Изначально наша цель была благородной, или, по крайней мере, казалась таковой: выбить у нерадивого правительства хоть крохи продовольствия и спасительные порошки от болезней. Но, как это часто бывает, благие намерения загнили на корню, едва столкнувшись с реальностью. Голод ослепил, жажда наживы разъела остатки дисциплины. Бунт мгновенно скатился в хаос, где каждый был сам за себя. Улицы Кирогуро превратились в арену безумия: крики, лязг металла, горящие лавки, разграбленные склады. Благородные цели рассыпались в прах, уступив место животному инстинкту выживания. Оружейные залпы королевской гвардии тонули в общем гуле мародёрства и кровопролитных стычек. Это был не бунт за идеи. Это был бунт отчаяния, пожирающий сам себя.
Когда хаос поглотил Кирогуро, я оказался в самом эпицентре. Группа солдат хотела ворваться в госпиталь, где мирные жители прятались от бесчинств вояк. Я пытался призвать к порядку, достучаться до разума солдат, но голод и безумие уже взяли верх.
Там меня и схватили. Это произошло так быстро, что я ничего не успел осознать. Внезапный удар по голове, — и всё исчезло во мраке. Позже я очнулся в маленькой тесной камере, куда меня притащили королевские гвардейцы. Трое суток я просидел, практически без еды и воды, прежде чем ко мне явился молодой дознаватель по особо важным делам.
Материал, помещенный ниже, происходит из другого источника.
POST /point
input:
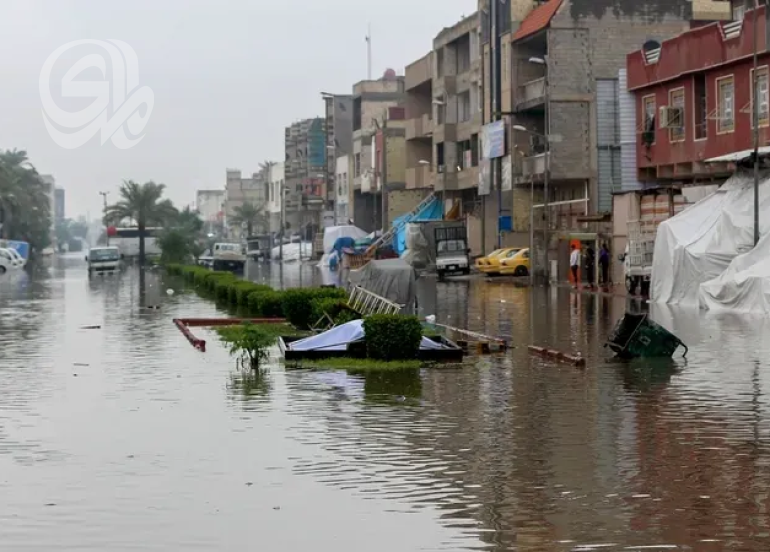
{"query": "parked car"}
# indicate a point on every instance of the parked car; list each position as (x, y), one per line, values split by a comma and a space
(20, 261)
(516, 265)
(496, 263)
(103, 260)
(7, 262)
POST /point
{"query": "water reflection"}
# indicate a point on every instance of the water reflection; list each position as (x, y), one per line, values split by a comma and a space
(506, 452)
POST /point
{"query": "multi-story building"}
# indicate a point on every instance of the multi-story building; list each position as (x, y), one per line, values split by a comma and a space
(443, 109)
(276, 192)
(343, 179)
(693, 113)
(305, 172)
(210, 207)
(339, 142)
(371, 99)
(59, 196)
(239, 191)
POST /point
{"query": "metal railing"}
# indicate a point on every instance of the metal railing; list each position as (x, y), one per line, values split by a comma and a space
(367, 303)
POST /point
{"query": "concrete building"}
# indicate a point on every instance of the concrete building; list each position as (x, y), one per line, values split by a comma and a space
(59, 205)
(276, 185)
(305, 172)
(238, 191)
(339, 140)
(371, 98)
(443, 110)
(210, 207)
(559, 67)
(343, 181)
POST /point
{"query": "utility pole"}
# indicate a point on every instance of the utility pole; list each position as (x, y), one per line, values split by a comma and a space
(497, 92)
(755, 119)
(384, 173)
(104, 201)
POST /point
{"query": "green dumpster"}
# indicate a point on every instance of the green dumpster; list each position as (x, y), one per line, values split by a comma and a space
(635, 335)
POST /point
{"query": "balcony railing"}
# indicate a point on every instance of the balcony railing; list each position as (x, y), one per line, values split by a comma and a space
(531, 93)
(419, 127)
(419, 177)
(534, 165)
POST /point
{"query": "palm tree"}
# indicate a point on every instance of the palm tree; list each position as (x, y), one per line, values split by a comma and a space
(25, 201)
(141, 203)
(248, 214)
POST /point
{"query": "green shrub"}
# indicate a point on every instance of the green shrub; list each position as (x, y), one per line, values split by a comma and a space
(266, 303)
(249, 342)
(298, 303)
(392, 336)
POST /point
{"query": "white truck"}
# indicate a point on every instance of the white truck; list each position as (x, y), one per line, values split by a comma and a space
(637, 259)
(103, 260)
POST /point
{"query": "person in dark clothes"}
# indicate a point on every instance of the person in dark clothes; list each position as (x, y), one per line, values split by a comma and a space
(590, 266)
(604, 264)
(574, 264)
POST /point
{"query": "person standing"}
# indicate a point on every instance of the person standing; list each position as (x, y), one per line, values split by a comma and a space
(574, 263)
(604, 264)
(590, 266)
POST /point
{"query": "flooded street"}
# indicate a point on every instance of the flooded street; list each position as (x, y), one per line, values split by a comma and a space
(124, 437)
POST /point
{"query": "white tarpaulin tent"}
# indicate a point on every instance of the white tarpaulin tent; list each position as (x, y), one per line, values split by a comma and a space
(744, 286)
(698, 244)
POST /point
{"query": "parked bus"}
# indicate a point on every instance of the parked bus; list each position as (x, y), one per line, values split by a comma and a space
(127, 241)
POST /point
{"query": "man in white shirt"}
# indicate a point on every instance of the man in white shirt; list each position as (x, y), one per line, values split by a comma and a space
(574, 263)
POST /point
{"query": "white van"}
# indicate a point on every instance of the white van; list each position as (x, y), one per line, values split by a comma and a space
(103, 260)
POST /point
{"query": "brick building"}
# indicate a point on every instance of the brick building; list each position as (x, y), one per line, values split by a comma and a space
(694, 111)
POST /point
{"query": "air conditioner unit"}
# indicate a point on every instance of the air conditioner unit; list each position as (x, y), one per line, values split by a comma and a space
(670, 117)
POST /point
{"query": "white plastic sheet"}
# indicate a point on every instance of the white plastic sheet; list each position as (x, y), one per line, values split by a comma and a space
(333, 233)
(338, 338)
(698, 244)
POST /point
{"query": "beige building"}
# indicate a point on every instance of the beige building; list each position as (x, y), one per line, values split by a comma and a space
(239, 190)
(371, 100)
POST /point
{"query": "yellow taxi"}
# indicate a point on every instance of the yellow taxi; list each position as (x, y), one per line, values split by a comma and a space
(516, 265)
(482, 261)
(495, 263)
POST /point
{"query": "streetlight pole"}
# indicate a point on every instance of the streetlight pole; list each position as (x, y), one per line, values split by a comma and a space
(104, 201)
(755, 119)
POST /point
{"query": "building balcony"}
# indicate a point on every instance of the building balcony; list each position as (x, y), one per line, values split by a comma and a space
(445, 133)
(419, 177)
(419, 72)
(446, 85)
(531, 94)
(532, 167)
(419, 127)
(458, 180)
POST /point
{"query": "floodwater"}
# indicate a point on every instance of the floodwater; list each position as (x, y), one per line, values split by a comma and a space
(123, 437)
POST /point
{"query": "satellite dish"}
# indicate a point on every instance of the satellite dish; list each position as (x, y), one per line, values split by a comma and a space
(650, 45)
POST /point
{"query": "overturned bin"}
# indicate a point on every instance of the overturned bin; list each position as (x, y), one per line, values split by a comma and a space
(635, 335)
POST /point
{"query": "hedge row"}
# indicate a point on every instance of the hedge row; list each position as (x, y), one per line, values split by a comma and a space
(302, 307)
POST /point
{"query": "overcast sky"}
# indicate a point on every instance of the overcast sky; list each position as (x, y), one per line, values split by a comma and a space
(227, 76)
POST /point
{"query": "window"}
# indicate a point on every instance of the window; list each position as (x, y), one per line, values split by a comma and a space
(700, 107)
(760, 91)
(440, 156)
(725, 105)
(739, 10)
(464, 107)
(465, 155)
(676, 131)
(648, 125)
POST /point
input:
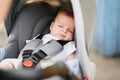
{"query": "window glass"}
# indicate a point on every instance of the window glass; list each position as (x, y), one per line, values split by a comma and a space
(3, 35)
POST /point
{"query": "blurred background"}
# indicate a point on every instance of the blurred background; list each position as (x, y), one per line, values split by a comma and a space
(105, 50)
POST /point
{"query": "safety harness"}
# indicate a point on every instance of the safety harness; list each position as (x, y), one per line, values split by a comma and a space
(35, 50)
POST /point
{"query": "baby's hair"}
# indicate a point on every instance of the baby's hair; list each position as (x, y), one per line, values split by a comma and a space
(66, 11)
— Вэлиан О’Рэйнер, — тихом проговорила я и вздрогнула.
В памяти тотчас проплыла полутёмная камера с серыми стенами, тусклым светом и посеревшим лицом крайне худого и измождённого человека. В горле запершило от невесть откуда взявшейся спертой сырости. Так вот чей образ я увидела тогда в галерее! Это был Сержан!
Вот только почему я увидела именно его, а не кого-то другого? Ведь, наверняка, он был не единственный, кого Вэлиан допрашивал в дни тех страшных событий.
— Не знаю, Эжена, — пожал плечами Сержан и тяжело вздохнул. — Можно только строить предположения. Например, что Вэлиана до сих пор гложет чувство вины. Хотя это не самое лучшее качество для такого человека, как он.
— Почему? — удивилась я.
— Потому что сожрут и не подавятся. — Призрак горько усмехнулся. — В бешеной гонке к власти побеждает тот, у кого меньше совести и сожалений. Впрочем, О’Рэйнер крепко сидит в своём кресле. А, значит, умеет держать свои чувства под контролем, — помолчав, он добавил: — Самое обидное, что меня схватили даже не королевские гвардейцы. Свои же! Они приняли меня за предателя. Последнее, что я видел — грязные сапоги и мелькающие тени надо мной, осыпающие проклятиями. Когда стало ясно, что им не выстоять против гвардии, меня передали, как одного из зачинщиков бунта, приписав мыслимые и немыслимые преступления.
Сержан замолчал.
— А Вэлиан? Почему он не помог вам, если вы были невиновны?
— А что он мог сделать? — призрак покачал головой. — Всё было против меня. Да, я был среди тех, кто начал этот мятеж. Глупо было бы отрицать это. Но в тот момент я даже представить себе не мог, во что он выльется. Впрочем, надо отдать О’Рэйнеру должное. Если бы не яд морлина, меня бы ждала куда более позорная участь. А так… Внезапная остановка сердца и быстрая смерть. Теперь я его должник. И пока не отплачу ему, мне не знать покоя. Уж такова посмертная клятва. Но ей-ей, я нисколько не жалею. К тому же, я не раз убеждался, что Вэлиан — человек чести. Если бы её у него не было, меня расстреляли бы вместе с остальными.